From: Ming Lei <ming.lei@redhat.com>
To: Shinichiro Kawasaki <shinichiro.kawasaki@wdc.com>
Cc: "linux-block@vger.kernel.org" <linux-block@vger.kernel.org>,
"linux-nvme@lists.infradead.org" <linux-nvme@lists.infradead.org>,
"linux-scsi@vger.kernel.org" <linux-scsi@vger.kernel.org>,
"nbd@other.debian.org" <nbd@other.debian.org>,
"linux-rdma@vger.kernel.org" <linux-rdma@vger.kernel.org>
Subject: Re: blktests failures with v6.14-rc1 kernel
Date: Fri, 7 Feb 2025 20:47:20 +0800 [thread overview]
Message-ID: <Z6YA2OakDUyI8Vmc@fedora> (raw)

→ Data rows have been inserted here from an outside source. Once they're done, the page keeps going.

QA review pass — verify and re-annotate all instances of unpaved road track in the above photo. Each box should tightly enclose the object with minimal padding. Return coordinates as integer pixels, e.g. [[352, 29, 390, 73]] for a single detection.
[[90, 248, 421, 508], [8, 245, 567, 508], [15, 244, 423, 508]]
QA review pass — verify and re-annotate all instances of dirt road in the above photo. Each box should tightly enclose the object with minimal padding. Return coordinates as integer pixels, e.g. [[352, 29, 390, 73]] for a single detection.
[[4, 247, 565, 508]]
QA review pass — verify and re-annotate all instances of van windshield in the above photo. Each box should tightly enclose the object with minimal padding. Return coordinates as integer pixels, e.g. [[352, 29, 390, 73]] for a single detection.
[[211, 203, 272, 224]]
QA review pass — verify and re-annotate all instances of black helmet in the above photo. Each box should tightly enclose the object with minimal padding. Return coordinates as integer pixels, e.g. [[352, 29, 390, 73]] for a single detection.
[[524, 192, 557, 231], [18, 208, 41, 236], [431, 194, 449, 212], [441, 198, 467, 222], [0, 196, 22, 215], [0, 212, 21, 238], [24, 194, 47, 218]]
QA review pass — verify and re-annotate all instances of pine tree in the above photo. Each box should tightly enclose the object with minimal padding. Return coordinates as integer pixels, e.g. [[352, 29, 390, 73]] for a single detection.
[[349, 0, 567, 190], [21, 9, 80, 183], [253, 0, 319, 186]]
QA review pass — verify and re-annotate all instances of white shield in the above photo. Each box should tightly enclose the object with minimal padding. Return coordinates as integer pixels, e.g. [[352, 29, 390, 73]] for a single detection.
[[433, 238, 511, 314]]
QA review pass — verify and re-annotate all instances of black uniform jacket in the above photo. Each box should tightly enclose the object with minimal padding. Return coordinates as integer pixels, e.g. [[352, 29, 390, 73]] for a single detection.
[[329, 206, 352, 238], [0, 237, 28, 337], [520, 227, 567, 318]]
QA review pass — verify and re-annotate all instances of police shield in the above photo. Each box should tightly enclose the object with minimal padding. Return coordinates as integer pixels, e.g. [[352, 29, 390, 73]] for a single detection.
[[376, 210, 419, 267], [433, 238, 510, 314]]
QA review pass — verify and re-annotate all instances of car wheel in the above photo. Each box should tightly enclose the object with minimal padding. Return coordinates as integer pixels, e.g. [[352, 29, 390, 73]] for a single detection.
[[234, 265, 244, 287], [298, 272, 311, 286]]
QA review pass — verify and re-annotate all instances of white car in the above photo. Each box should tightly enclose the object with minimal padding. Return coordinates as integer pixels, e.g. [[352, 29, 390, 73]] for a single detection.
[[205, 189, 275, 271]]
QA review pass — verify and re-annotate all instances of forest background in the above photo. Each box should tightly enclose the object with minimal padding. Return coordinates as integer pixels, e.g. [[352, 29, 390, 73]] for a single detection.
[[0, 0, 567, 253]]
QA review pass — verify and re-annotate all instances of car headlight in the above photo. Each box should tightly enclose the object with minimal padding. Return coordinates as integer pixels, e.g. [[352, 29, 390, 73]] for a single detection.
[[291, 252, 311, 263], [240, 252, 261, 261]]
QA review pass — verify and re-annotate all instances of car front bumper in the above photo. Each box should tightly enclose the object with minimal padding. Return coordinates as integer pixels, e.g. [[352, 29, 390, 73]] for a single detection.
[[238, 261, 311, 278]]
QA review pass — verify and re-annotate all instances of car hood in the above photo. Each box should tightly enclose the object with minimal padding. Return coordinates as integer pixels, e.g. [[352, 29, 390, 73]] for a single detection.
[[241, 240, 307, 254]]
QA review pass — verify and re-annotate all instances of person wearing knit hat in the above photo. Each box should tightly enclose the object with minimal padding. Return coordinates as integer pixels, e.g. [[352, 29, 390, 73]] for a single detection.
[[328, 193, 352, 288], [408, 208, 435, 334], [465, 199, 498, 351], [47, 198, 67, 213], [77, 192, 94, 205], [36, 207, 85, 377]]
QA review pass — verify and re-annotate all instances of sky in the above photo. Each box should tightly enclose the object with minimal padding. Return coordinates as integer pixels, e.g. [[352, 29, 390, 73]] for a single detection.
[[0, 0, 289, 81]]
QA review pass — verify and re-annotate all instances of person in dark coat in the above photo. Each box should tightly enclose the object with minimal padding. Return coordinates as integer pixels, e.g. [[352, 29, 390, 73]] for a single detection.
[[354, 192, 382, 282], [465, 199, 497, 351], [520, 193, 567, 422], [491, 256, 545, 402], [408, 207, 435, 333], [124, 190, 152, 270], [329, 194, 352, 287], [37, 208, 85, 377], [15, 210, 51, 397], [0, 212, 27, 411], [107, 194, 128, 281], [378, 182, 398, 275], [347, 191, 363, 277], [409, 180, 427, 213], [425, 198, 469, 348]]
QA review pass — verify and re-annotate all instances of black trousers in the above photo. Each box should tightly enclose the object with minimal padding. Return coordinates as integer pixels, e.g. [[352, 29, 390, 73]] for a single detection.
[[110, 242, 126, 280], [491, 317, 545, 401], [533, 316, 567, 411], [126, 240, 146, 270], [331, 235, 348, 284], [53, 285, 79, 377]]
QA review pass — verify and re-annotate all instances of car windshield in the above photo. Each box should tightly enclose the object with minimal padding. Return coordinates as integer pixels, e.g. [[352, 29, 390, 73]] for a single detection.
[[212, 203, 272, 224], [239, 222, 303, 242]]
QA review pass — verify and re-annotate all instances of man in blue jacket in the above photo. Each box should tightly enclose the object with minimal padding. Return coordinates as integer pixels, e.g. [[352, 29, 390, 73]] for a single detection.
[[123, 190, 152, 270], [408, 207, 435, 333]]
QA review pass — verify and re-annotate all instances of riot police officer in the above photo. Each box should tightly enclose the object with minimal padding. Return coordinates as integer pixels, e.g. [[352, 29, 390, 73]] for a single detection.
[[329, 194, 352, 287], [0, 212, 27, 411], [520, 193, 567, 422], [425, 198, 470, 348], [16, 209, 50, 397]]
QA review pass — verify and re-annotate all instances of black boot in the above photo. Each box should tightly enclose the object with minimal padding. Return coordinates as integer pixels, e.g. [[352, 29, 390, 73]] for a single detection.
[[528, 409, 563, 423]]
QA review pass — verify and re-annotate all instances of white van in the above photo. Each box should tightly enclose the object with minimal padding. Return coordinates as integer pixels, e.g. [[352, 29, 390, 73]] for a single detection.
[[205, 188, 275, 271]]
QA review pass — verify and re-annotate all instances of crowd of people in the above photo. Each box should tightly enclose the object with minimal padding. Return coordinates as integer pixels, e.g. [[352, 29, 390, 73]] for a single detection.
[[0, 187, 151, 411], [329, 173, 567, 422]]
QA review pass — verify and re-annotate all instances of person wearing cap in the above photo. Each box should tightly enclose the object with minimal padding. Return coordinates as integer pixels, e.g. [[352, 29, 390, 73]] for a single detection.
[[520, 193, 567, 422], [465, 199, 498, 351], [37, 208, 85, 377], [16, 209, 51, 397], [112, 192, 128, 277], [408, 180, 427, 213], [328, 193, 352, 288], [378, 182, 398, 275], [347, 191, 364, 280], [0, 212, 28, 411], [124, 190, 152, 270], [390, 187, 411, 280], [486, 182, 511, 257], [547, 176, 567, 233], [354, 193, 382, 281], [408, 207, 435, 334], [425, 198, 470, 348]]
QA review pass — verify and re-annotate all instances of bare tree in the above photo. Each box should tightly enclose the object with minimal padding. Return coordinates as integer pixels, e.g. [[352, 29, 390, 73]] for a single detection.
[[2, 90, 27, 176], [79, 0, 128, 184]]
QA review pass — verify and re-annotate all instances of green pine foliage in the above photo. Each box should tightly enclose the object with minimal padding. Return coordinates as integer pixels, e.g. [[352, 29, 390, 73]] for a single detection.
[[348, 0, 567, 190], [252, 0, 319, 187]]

In-Reply-To: <ougniadskhks7uyxguxihgeuh2pv4yaqv4q3emo4gwuolgzdt6@brotly74p6bs>
On Fri, Feb 07, 2025 at 12:22:32PM +0000, Shinichiro Kawasaki wrote:
> On Feb 07, 2025 / 16:52, Ming Lei wrote:
> > Hi Shinichiro,
>
> Hi Ming, thanks for the comments. Let me comment on the block/002 failure.
>
> > > Failure description
> > > ===================
> > >
> > > #1: block/002
> > >
> > > This test case fails with a lockdep WARN "possible circular locking
> > > dependency detected". The lockdep splats shows q->q_usage_counter as one
> > > of the involved locks. It was observed with the v6.13-rc2 kernel [2], and
> > > still observed with v6.14-rc1 kernel. It needs further debug.
> > >
> > > [2] https://lore.kernel.org/linux-block/qskveo3it6rqag4xyleobe5azpxu6tekihao4qpdopvk44una2@y4lkoe6y3d6z/
> >
> > [ 342.568086][ T1023] -> #0 (&mm->mmap_lock){++++}-{4:4}:
> > [ 342.569658][ T1023] __lock_acquire+0x2e8b/0x6010
> > [ 342.570577][ T1023] lock_acquire+0x1b1/0x540
> > [ 342.571463][ T1023] __might_fault+0xb9/0x120
> > [ 342.572338][ T1023] _copy_from_user+0x34/0xa0
> > [ 342.573231][ T1023] __blk_trace_setup+0xa0/0x140
> > [ 342.574129][ T1023] blk_trace_ioctl+0x14e/0x270
> > [ 342.575033][ T1023] blkdev_ioctl+0x38f/0x5c0
> > [ 342.575919][ T1023] __x64_sys_ioctl+0x130/0x190
> > [ 342.576824][ T1023] do_syscall_64+0x93/0x180
> > [ 342.577714][ T1023] entry_SYSCALL_64_after_hwframe+0x76/0x7e
> >
> > The above dependency between ->mmap_lock and ->debugfs_mutex has been cut by
> > commit b769a2f409e7 ("blktrace: move copy_[to|from]_user() out of ->debugfs_lock"),
> > so I'd suggest to double check this one.
>
> Thanks. I missed the fix. Said that, I do still see the lockdep WARN "possible
> circular locking dependency detected" with the kernel v6.14-rc1. Then I guess
> there are two problems and I confused them. One problem was fixed by the commit
> b769a2f409e7, and the other problem that I still observe.
>
> Please take a look in the kernel message below, which was observed at the
> block/002 failure I have just recreated on my test node. The splat indicates the
> dependency different from that observed with v6.13-rc2 kernel.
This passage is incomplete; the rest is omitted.